PAYLOAD DEPLOYMENT AND RETRIEVAL

For satellite deployment missions Buran would have been equipped with an extend­able turntable that would first lift the payload out of the confines of the cargo bay. After deploying the payload’s appendages and checking all on-board systems, the satellite would then have been spun up and released with the help of springs.
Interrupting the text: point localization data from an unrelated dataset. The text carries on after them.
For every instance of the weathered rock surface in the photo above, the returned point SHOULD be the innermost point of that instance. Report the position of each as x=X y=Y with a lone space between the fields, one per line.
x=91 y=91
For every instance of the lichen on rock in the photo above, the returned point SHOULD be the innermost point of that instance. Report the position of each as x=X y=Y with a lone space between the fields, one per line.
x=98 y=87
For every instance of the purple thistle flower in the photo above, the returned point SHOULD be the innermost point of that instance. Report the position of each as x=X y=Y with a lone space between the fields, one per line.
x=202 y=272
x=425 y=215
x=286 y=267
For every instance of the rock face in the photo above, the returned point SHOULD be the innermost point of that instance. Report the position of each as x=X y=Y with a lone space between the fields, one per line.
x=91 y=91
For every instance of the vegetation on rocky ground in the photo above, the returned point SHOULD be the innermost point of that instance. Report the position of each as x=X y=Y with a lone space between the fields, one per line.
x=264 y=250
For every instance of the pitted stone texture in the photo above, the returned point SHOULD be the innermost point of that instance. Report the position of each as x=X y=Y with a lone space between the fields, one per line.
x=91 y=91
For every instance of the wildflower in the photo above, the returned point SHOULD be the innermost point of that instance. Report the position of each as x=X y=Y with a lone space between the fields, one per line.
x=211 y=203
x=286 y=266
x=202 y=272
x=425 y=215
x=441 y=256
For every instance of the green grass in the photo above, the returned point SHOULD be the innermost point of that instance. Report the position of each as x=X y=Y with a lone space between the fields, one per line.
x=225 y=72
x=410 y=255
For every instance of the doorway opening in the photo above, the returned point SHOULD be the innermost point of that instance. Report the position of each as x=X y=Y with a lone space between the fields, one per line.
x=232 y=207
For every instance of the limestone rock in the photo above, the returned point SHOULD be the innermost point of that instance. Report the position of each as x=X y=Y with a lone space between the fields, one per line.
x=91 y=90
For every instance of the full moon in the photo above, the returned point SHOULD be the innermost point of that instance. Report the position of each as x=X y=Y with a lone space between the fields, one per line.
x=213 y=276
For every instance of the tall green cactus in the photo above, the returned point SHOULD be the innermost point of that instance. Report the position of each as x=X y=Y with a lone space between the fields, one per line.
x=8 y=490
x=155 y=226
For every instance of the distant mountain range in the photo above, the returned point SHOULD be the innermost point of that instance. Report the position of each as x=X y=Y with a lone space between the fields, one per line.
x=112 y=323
Buran was also supposed to be outfitted with a robotic arm system to deploy and retrieve payloads. One of its primary tasks would have been to lift space station modules out of the vehicle’s cargo bay and attach them to available docking ports and also to provide a stable platform for spacewalking cosmonauts. Developed by the Central Scientific Research Institute of Robotic Technology and Technical Cyber­netics (TsNII RTK) in Leningrad, the so-called On-Board Manipulator System (SBM) was similar in design to the Shuttle’s Canadian-built Remote Manipulator System (RMS). Measuring 15m and weighing 360 kg, it had six joints and could lift a payload of up to 30 tons. Maximum translation speed was 30 cm per second without a payload and 10 cm per second with a payload. The SBM would be operated manually from a console in the aft flight deck with two joysticks, one to move the arm itself, and

Test model of Buran’s mechanical arm (source: www. buran. ru).

the other to operate the grapple fixture. Three cameras, one on the wrist and two in the cargo bay, would have assisted in these operations. It was also possible to operate the arm automatically using software stored in the on-board computer. During unmanned missions the arm could even have been controlled from Mission Control via the on-board computer system. With the Shuttle never having been designed to fly unmanned, the RMS did not provide that capability, although the technique was later introduced for the International Space Station’s Remote Manipulator System (SSRMS), which was first remotely operated from the ground in March 2006.

The major difference with the RMS was that even on standard missions Buran would have carried two arms, one on the left, the other on the right longeron to provide more flexibility in loading/unloading operations or provide back-up cap­ability. Although provisions for two arms were incorporated in each Space Shuttle Orbiter, the idea of ever flying two RMS units on a single Orbiter was abandoned in the late 1990s. After the 2003 Columbia accident the remaining Shuttle Orbiters were equipped with a second arm known as the Orbiter Boom Sensor System, but this is solely intended to make camera surveys of RCC panels and heat shield tiles.

The SBM was not flown on Buran’s only mission in November 1988, but was supposed to be installed on the second flight vehicle for a docking mission with the

Mir space station. A working model of the arm was built and installed at TsNII RTK on a special test stand capable of simulating weightless conditions [26].